The Li-ion-powered Leaf goes on sale in New Zealand from January, with price yet to be confirmed.

What we say
This is a conventional family hatch with stylish good looks, pollution-free running and cheap refuelling.

Nissan makes it easy to use - you can ignore the tech and just get on with it, or watch your range rise and fall as you use or regenerate power. Also, check how using the climate control will affect it, and watch digital trees form on the instrument panel when you drive frugally, or die back when you don't.

You can pretty much ignore the range during daily driving. My Leaf showed 140km on pick-up but couldn't have gone over 120 by the time I returned it (the difference caused by vigorous throttle application to enjoy the electric motor's surge).

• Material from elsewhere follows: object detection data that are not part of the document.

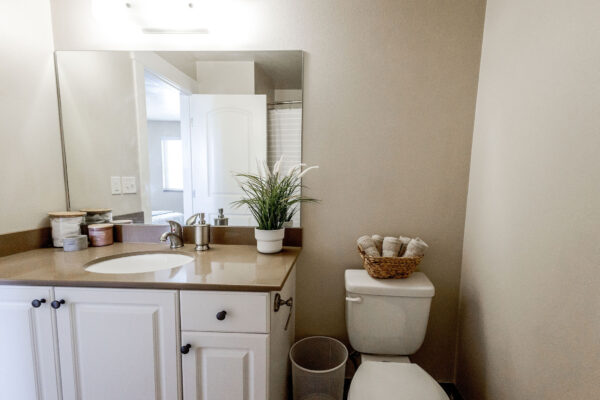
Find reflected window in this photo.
[161,138,183,191]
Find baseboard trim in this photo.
[440,382,463,400]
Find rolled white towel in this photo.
[403,237,429,257]
[356,235,381,257]
[371,235,383,254]
[398,236,412,257]
[381,236,402,257]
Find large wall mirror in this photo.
[56,51,302,226]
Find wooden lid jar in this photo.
[88,224,114,247]
[48,211,85,247]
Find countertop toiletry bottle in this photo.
[215,208,229,226]
[186,213,210,251]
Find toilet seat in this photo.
[348,361,449,400]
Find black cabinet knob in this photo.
[31,299,46,308]
[217,311,227,321]
[50,299,65,310]
[181,343,192,354]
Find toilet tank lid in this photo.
[345,269,435,297]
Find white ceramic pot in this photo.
[254,228,285,254]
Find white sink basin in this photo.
[85,253,194,274]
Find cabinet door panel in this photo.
[0,286,59,400]
[55,288,179,400]
[181,332,269,400]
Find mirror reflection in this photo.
[56,51,302,226]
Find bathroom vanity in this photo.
[0,243,300,400]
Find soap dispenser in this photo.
[185,213,210,251]
[215,208,229,226]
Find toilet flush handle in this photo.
[346,296,362,303]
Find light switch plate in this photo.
[110,176,121,194]
[121,176,137,194]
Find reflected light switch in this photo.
[110,176,121,194]
[121,176,137,194]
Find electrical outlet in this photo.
[121,176,137,194]
[110,176,122,194]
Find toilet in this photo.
[345,270,449,400]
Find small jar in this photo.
[88,224,114,247]
[79,208,112,235]
[63,235,88,251]
[48,211,85,247]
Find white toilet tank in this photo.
[345,269,435,355]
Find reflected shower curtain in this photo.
[267,108,302,227]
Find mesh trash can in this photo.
[290,336,348,400]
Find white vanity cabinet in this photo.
[54,287,179,400]
[0,270,295,400]
[180,270,295,400]
[0,286,60,400]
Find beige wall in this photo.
[195,61,254,94]
[0,0,66,234]
[457,0,600,400]
[52,0,484,380]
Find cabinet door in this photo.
[0,286,59,400]
[55,288,180,400]
[181,332,269,400]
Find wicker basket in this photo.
[358,247,423,279]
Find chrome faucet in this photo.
[160,221,183,249]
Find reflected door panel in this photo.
[190,95,267,226]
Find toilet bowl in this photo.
[345,270,449,400]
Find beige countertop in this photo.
[0,243,301,291]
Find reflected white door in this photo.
[0,286,59,400]
[190,95,267,226]
[181,332,269,400]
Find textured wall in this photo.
[51,0,485,379]
[457,0,600,400]
[0,0,66,234]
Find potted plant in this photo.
[232,157,319,253]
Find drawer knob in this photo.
[31,299,46,308]
[217,310,227,321]
[50,299,65,310]
[181,343,192,354]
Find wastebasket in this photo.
[290,336,348,400]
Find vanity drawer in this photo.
[180,291,270,333]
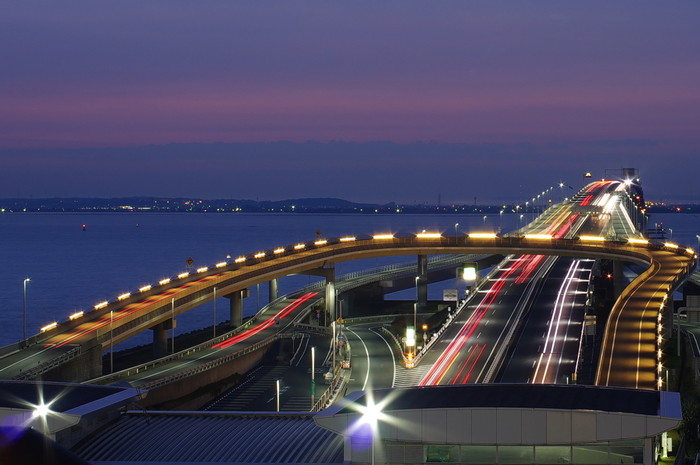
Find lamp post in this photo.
[22,278,31,341]
[211,286,216,337]
[109,310,114,373]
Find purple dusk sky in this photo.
[0,0,700,202]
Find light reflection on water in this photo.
[0,213,519,346]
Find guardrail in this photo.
[311,364,348,412]
[139,333,282,390]
[12,346,81,380]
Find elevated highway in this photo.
[0,182,696,394]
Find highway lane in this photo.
[419,181,622,385]
[99,292,322,387]
[343,322,397,392]
[499,258,595,384]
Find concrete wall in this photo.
[141,344,274,410]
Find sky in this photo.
[0,0,700,203]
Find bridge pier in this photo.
[326,268,336,321]
[300,263,336,321]
[613,260,626,299]
[268,278,279,302]
[416,255,428,313]
[224,289,249,329]
[151,318,177,358]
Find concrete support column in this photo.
[268,278,279,302]
[642,438,656,465]
[326,267,336,321]
[151,319,176,358]
[224,289,248,328]
[416,255,428,313]
[613,260,625,299]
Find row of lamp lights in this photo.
[23,232,496,340]
[23,232,700,340]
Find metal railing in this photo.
[12,346,81,380]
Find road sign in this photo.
[442,289,459,302]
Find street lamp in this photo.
[211,286,216,337]
[22,278,31,341]
[109,310,114,373]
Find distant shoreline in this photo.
[0,197,700,215]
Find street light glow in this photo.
[467,233,496,239]
[39,321,58,333]
[525,234,552,240]
[32,402,51,418]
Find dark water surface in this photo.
[0,213,700,346]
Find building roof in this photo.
[73,412,343,464]
[0,381,135,413]
[322,384,680,418]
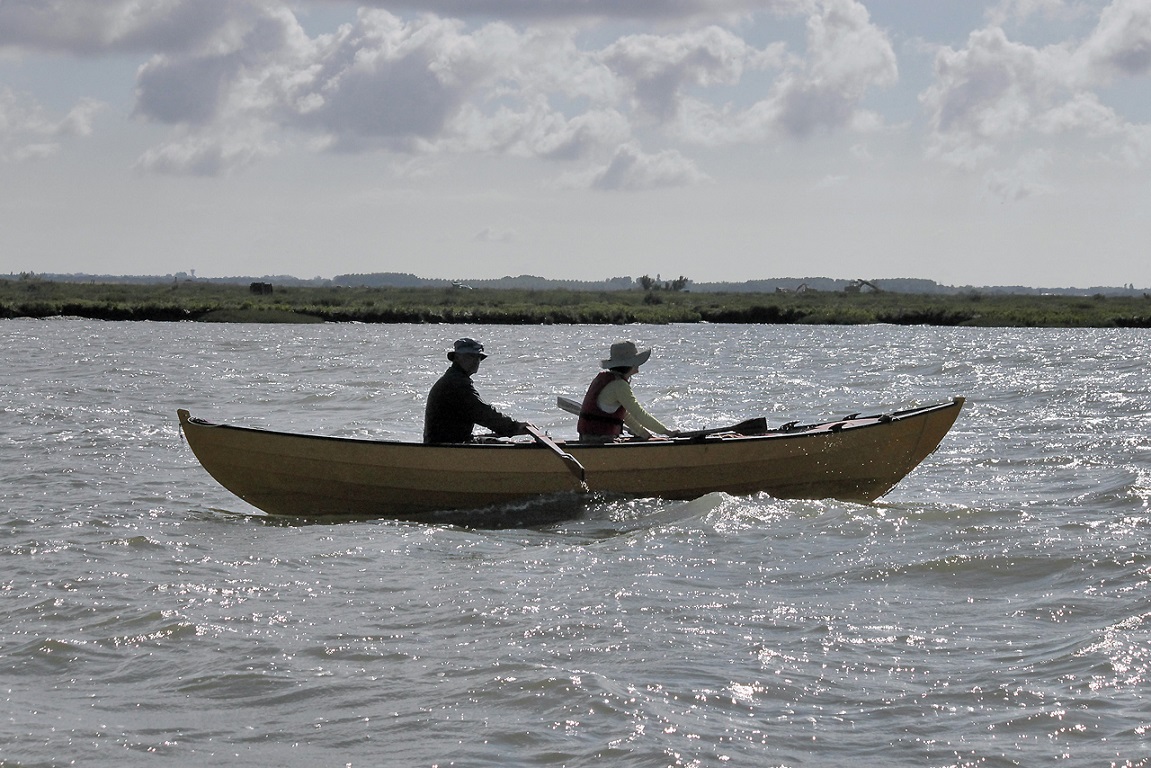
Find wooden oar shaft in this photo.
[527,424,587,489]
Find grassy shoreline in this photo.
[0,279,1151,328]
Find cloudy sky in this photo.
[0,0,1151,288]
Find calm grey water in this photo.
[0,320,1151,768]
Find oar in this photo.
[676,416,768,438]
[527,424,587,491]
[556,395,768,438]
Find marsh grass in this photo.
[0,277,1151,328]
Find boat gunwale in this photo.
[176,396,966,451]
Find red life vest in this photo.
[576,371,627,438]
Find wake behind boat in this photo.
[177,397,965,522]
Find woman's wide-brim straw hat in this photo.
[600,341,651,368]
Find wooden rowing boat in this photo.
[178,397,963,522]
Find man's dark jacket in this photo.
[424,364,523,442]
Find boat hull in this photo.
[178,397,963,519]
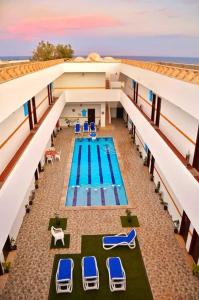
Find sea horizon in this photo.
[0,55,199,65]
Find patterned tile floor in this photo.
[1,121,199,300]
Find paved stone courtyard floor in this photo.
[0,121,199,300]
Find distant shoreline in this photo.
[0,55,199,65]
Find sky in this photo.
[0,0,199,57]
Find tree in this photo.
[32,41,55,61]
[32,41,74,61]
[55,44,74,58]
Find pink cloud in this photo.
[0,16,121,40]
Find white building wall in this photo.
[121,92,199,237]
[0,95,65,252]
[159,99,199,163]
[60,103,101,126]
[120,74,199,164]
[35,87,49,121]
[53,72,106,89]
[0,107,30,174]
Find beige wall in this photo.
[0,107,30,173]
[54,72,106,91]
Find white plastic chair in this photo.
[51,226,64,245]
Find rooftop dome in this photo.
[74,56,85,61]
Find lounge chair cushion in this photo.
[103,236,126,245]
[84,256,97,278]
[57,259,72,281]
[109,257,124,279]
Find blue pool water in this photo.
[66,137,127,206]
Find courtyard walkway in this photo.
[0,121,199,300]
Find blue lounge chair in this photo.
[82,256,99,291]
[106,257,126,292]
[75,123,81,134]
[102,228,136,250]
[83,122,89,133]
[90,122,96,132]
[55,258,74,293]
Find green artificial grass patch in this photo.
[48,235,153,300]
[120,216,140,227]
[50,234,70,249]
[48,218,67,230]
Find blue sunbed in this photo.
[102,228,136,250]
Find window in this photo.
[148,91,153,102]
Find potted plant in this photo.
[126,209,132,223]
[163,201,168,210]
[159,192,164,204]
[2,261,11,273]
[35,180,39,189]
[55,213,60,226]
[192,264,199,278]
[150,174,154,181]
[25,204,30,213]
[173,220,180,233]
[155,181,160,193]
[143,156,147,167]
[192,264,199,278]
[65,119,70,127]
[10,237,17,250]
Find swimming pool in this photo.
[65,137,128,206]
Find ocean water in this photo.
[118,56,199,65]
[0,56,31,61]
[0,55,199,65]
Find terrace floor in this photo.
[0,121,199,300]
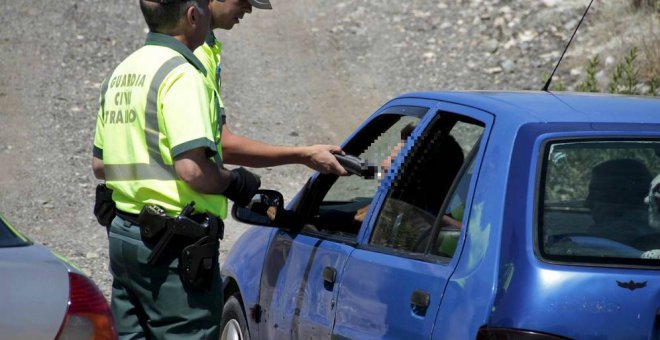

The downside is the 12-hour full-charge time on a household socket, though given few folk commute further than 50km, that's unlikely to bother a two-car family using the Leaf as their round-town runabout.

We won't get the telematics that lets iPod owners set the time at which charging starts, or set a timer to cool or heat their car before unplugging and drive off with a full charge.

On the road
The 48 batteries are mounted at floor level so centre of gravity is low, which helps impart predictable handling that's average for the class. The ride was comfy over the mix of rural and highway roads we sampled.

Acceleration is impressively brisk from rest and that makes this car a delightful around-town proposition.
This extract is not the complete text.